Fate and behaviour in air (Annex IIA, point 7.2.2, Annex III, point 9.3)

Direct photolysis in air

not studied, no data required

Photochemical oxidative degradation in air (DT50)

6.7 hours derived by the Atkinson method of calculation

Volatilization

from plant surfaces: no data

 

from soil: no data

 

Major Components of the Environmental Residue (Annex IIA, point 7.3)

Relevant to the environment

 

 

Soil: phenmedipham, MHPC

Water: phenmedipham, MHPC

Air: phenmedipham

 


 

Monitoring data, if available (Annex IIA, point 7.4)

Soil (indicate location and type of study)

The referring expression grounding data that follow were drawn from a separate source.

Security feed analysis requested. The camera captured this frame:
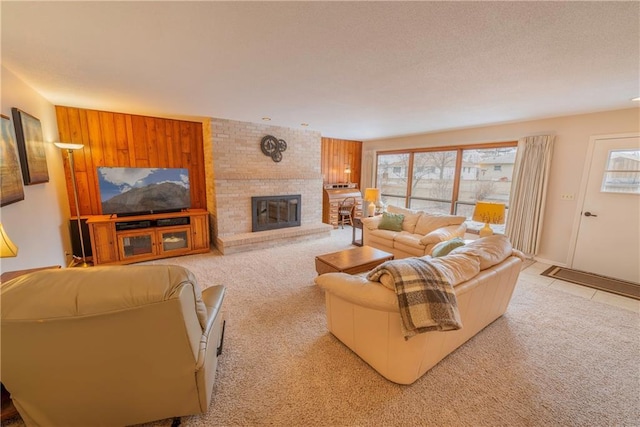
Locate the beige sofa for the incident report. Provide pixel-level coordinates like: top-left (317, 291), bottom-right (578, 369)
top-left (315, 235), bottom-right (522, 384)
top-left (1, 265), bottom-right (224, 427)
top-left (362, 205), bottom-right (467, 259)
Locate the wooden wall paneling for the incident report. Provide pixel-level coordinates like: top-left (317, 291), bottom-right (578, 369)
top-left (99, 111), bottom-right (118, 166)
top-left (191, 123), bottom-right (207, 209)
top-left (180, 122), bottom-right (198, 206)
top-left (144, 117), bottom-right (161, 167)
top-left (85, 110), bottom-right (106, 212)
top-left (321, 138), bottom-right (362, 186)
top-left (56, 106), bottom-right (206, 216)
top-left (125, 114), bottom-right (136, 167)
top-left (131, 116), bottom-right (151, 168)
top-left (171, 120), bottom-right (182, 165)
top-left (155, 119), bottom-right (170, 168)
top-left (112, 113), bottom-right (131, 167)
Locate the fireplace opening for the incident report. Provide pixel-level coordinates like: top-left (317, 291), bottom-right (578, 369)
top-left (251, 194), bottom-right (301, 232)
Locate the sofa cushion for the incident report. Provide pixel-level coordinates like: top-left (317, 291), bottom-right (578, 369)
top-left (387, 205), bottom-right (422, 233)
top-left (370, 254), bottom-right (480, 292)
top-left (414, 213), bottom-right (467, 236)
top-left (431, 254), bottom-right (480, 286)
top-left (431, 237), bottom-right (464, 258)
top-left (420, 222), bottom-right (467, 246)
top-left (450, 234), bottom-right (513, 270)
top-left (315, 273), bottom-right (398, 312)
top-left (378, 212), bottom-right (404, 231)
top-left (393, 231), bottom-right (424, 251)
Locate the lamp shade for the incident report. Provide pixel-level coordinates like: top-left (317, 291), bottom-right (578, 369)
top-left (0, 223), bottom-right (18, 258)
top-left (473, 202), bottom-right (504, 224)
top-left (364, 188), bottom-right (380, 202)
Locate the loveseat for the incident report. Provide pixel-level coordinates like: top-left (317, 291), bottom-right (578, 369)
top-left (315, 235), bottom-right (523, 384)
top-left (1, 265), bottom-right (225, 427)
top-left (362, 205), bottom-right (467, 259)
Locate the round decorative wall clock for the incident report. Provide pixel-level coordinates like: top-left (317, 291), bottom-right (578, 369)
top-left (260, 135), bottom-right (287, 163)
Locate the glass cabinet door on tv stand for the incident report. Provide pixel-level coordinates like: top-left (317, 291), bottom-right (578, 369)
top-left (118, 229), bottom-right (156, 260)
top-left (87, 209), bottom-right (210, 264)
top-left (158, 227), bottom-right (191, 256)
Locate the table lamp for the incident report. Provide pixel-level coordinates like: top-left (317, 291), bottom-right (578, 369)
top-left (364, 188), bottom-right (380, 216)
top-left (0, 223), bottom-right (18, 258)
top-left (472, 202), bottom-right (504, 237)
top-left (344, 165), bottom-right (351, 183)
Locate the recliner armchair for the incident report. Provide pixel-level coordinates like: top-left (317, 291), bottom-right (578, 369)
top-left (0, 265), bottom-right (225, 427)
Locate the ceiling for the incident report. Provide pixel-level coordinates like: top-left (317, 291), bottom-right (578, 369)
top-left (1, 1), bottom-right (640, 140)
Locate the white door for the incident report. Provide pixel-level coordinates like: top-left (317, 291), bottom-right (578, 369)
top-left (571, 136), bottom-right (640, 283)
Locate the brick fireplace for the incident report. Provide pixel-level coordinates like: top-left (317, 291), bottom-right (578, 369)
top-left (204, 118), bottom-right (332, 254)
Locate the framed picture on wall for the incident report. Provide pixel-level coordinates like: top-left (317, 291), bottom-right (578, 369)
top-left (0, 114), bottom-right (24, 206)
top-left (11, 107), bottom-right (49, 185)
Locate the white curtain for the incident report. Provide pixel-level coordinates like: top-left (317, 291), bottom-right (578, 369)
top-left (505, 135), bottom-right (555, 256)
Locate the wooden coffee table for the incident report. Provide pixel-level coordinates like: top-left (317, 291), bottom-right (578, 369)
top-left (316, 245), bottom-right (393, 275)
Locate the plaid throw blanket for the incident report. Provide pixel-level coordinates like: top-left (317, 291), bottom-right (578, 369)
top-left (367, 258), bottom-right (462, 339)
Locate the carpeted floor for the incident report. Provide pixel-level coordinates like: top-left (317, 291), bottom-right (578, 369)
top-left (5, 228), bottom-right (640, 426)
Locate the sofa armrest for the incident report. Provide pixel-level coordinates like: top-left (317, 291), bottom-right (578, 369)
top-left (420, 222), bottom-right (467, 246)
top-left (202, 285), bottom-right (225, 336)
top-left (360, 215), bottom-right (382, 230)
top-left (315, 273), bottom-right (399, 312)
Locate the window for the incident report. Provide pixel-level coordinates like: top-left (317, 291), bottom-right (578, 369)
top-left (376, 142), bottom-right (520, 230)
top-left (601, 150), bottom-right (640, 194)
top-left (376, 153), bottom-right (409, 206)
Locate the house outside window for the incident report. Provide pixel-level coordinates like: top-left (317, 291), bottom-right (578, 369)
top-left (376, 141), bottom-right (517, 231)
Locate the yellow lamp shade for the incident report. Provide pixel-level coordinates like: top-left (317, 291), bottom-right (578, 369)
top-left (364, 188), bottom-right (380, 202)
top-left (364, 188), bottom-right (380, 216)
top-left (472, 202), bottom-right (505, 237)
top-left (0, 224), bottom-right (18, 258)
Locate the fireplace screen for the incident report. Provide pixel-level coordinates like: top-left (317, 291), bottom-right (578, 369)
top-left (251, 194), bottom-right (300, 231)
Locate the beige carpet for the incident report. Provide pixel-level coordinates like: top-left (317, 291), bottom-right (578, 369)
top-left (2, 228), bottom-right (640, 426)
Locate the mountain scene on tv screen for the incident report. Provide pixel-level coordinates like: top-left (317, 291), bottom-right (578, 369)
top-left (98, 168), bottom-right (191, 214)
top-left (102, 182), bottom-right (190, 212)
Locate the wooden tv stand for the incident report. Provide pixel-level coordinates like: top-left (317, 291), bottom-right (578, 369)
top-left (87, 209), bottom-right (210, 265)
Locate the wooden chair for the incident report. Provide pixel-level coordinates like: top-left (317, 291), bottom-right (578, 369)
top-left (338, 197), bottom-right (356, 228)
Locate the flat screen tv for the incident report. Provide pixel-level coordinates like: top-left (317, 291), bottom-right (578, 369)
top-left (98, 167), bottom-right (191, 216)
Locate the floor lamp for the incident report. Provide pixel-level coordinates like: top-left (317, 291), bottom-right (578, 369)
top-left (53, 142), bottom-right (89, 267)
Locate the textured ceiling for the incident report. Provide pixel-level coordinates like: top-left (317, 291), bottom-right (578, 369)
top-left (1, 1), bottom-right (640, 140)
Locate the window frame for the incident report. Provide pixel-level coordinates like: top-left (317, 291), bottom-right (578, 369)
top-left (374, 141), bottom-right (518, 215)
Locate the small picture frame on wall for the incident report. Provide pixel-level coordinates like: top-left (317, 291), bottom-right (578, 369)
top-left (0, 114), bottom-right (24, 206)
top-left (11, 107), bottom-right (49, 185)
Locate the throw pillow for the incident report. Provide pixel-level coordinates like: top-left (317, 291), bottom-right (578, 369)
top-left (414, 214), bottom-right (467, 236)
top-left (378, 212), bottom-right (404, 231)
top-left (387, 205), bottom-right (422, 234)
top-left (452, 234), bottom-right (513, 270)
top-left (431, 237), bottom-right (464, 258)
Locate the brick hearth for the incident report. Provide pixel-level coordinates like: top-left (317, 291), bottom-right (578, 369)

no data submitted nor required

Surface water (indicate location and type of study)

no data submitted nor required

Ground water (indicate location and type of study)

no data submitted nor required

Air (indicate location and type of study)

no data submitted nor required

 

For the re-registration of Betanal Expert the applicant supplied a statement (Garside et al. (2010) Response to Ctgb: evaluation of the re-registration application of Betanal

Expert (application nr: 20070199 THG) - Environmental Fate Data and Exposure Assessment. Document number MEF-10/253) which contained recalculated DT50 values for metabolite MHPC. However, this statement was not included in the dossier submitted for the registration of Betanal Power. The applicant confirmed per e-mail d.d. 27/08/2012 that this statement should also be used in the assessment of Betanal Power.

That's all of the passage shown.